Tuesday, August 12, 2014

The Crickets, The Beatles, The Hownds!!!!

Buddy Holly.

 A long long time ago, I can still remember how the music used to make me . . . you know the lines but I have to say that the music did more than make me smile. In fact I suppose all my life I have judged people as to whether they are rock and rollers or not. 
A friend of mine said that once and the phrase kind of made the penny drop.
There are two rail stations in West Hampstead – one overground and the other the tube. All part of London Transport – or Transport for London as it is now called. Between those two stations, on the same side as the tube station, is an alley way and that's called Billy Fury Way. Here it is:
and here is a photo of the man himself.
Billy Fury; great British Rock singer of the 50s/60s.
 
I was walking passed there last year some time and as I approached it I said to the woman I was walking with 'hey look; Billy Fury Way.'
I don't know what she said but it was something like 'who was that' 'who cares' or something like that and I must have said to myself, or even thought out loud, writing as I spoke, 'what the . . . ay?? ' - I don't know which department of my mind that women went in to.
How can someone of my age – and she was around my age - not know who Billy Fury was, not be impressed by all the music that came when we were young?
I said to a good friend of mine once, 'I saw The Beatles live, you know' and he said 'I saw Nina Simone!!!
Didn't seem to impress did it? – he was my age too but obviously lived in an alternative world the same as the woman I was with that day.
With? I hear you say; no it wasn't my wife. I couldn't be married to someone for this long if she was a non-rock'n'roller – it just wouldn't have worked. Marriage is built more on tastes in music and senses of humour and without those the husband should get some ferrets.
But rock'n'roll music has been very important to me and in a way it changed society here – that and the end of conscription.
I said it did more to me than make me smile – it made me very happy. I always wanted to be a rock and roll singer but I lived in a world miles from any influence even though my parents loved rock'n'roll and pop music in general. 
I went on to appreciate a lot of classical music, the blues, Irish music, Cajun and loads of styles but never background or elevator music - and certainly not music they play over the phone when you are on the interminable wait for your party to answer.
When I was a child I got my dad's mandolin - which have 8 strings (four notes doubled) probably like the tuning of a tenor banjo or fiddle - put guitar strings on it and, instead of a plectrum, I used a penny. 
Yes you know what it sounded like and you would be right. Clang! Clang! Clang!
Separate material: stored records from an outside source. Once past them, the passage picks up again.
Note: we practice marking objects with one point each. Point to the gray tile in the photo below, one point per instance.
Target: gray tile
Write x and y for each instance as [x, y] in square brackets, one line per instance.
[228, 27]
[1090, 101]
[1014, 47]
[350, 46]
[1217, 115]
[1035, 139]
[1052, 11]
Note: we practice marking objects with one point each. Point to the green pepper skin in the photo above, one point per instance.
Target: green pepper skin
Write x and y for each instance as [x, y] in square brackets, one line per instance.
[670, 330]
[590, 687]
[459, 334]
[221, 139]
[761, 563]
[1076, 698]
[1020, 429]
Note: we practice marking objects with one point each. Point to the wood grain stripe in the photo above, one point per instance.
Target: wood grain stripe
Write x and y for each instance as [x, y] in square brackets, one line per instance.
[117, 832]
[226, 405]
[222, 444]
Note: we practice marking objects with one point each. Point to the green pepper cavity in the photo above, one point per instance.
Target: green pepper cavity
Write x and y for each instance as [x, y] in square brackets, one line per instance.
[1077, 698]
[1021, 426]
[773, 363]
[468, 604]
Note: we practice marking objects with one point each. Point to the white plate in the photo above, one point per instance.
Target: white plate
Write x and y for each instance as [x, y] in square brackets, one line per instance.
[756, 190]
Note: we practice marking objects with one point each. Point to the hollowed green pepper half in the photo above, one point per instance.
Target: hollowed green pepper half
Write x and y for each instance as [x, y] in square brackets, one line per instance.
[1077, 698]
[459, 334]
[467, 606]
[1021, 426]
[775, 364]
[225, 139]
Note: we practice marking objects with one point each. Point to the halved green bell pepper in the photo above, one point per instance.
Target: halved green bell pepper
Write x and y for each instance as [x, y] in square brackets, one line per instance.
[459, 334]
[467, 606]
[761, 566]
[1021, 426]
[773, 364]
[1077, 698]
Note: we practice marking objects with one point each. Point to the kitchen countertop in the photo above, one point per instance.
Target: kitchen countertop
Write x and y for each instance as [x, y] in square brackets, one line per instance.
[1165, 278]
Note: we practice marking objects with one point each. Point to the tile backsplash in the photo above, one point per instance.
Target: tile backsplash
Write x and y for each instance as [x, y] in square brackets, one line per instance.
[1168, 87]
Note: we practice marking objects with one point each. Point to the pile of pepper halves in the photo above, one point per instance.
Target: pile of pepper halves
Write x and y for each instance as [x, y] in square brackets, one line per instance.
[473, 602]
Clang!#$%
Also we made a bass out of a tea chest; here's one:

I can't remember what we used as a bass string but the American jug bands used similar things and probably made as much noise as we did.
When I was about 10, I went to a party and one of the party organisers asked if any of us could sing. My brothers shouted 'yes! Chris.'
I went up and stood there. 'Go on sing!' they said.
I stood there.
Eventually I sang the Christmas Carol Away in a Manger on one note.
And that was my pop music career till I joined the army cadets at 14.
After one of the Christmas parties there – and I was a sergeant by that time so must have been about 16 – a singing contest was organised; everybody got up and I won.
I sang the old Emile Ford song What do you want to make those eyes at me for and as I sang I waved my hands around. I won because I had the biggest applause and maybe because I was the sergeant.
Later we were going to form a band – a group really as a band plays at a band stand – and we were going to call it The Hownds. Great name aye? 
Although there was a better one staring us in the face.
I figured the greatest groups were The Crickets and The Beatles - both insects so we would be dogs. The Beatles got everything from the Crickets – well Buddy Holly - in fact Buddy Holly influenced more song writers, guitarists and singers than even they know.
When I was 20 I went with my brother to Butlins Holiday Camp in Pwllheli, in Wales. 
Also along were the other two members of The Hownds.
We told all the girls – and why would we go to Butlins if not for the girls – we were a group and some of them were very impressed.
Don't forget we hadn't sung or played together, hadn't even had a meeting, but my brother's mate, Rod, I was told, was a great guitarist and Dave said he would play the bass.
At Butlins I had a girl friend for a while in a girl group called The Crisdolins, or something like that – a Chris a Doreen and a Lynn, I suppose, and I was out with the Do. 
Do was very attractive but her friend looked like Jean Shrimpton!! 
They may have been a kind of fantasy group like The Hownds, who knows, but I did read some time later that a group who were doing well were once called The Crisdolins!!! You never know.
But it didn't happen did it.
I hardly sung again till I went in to the theatre as an actor and only recently recorded songs; although I wrote loads in the 70s when I learned how to do some guitar chord sequences but I don't know where half of them are.
Now what would be a better name than The Hownds? Well it was staring us in the face. My brother's mate, Rod, the one who played the guitar, was called Rod Gilbert.
We should have been called Gilbert and The Sullivans.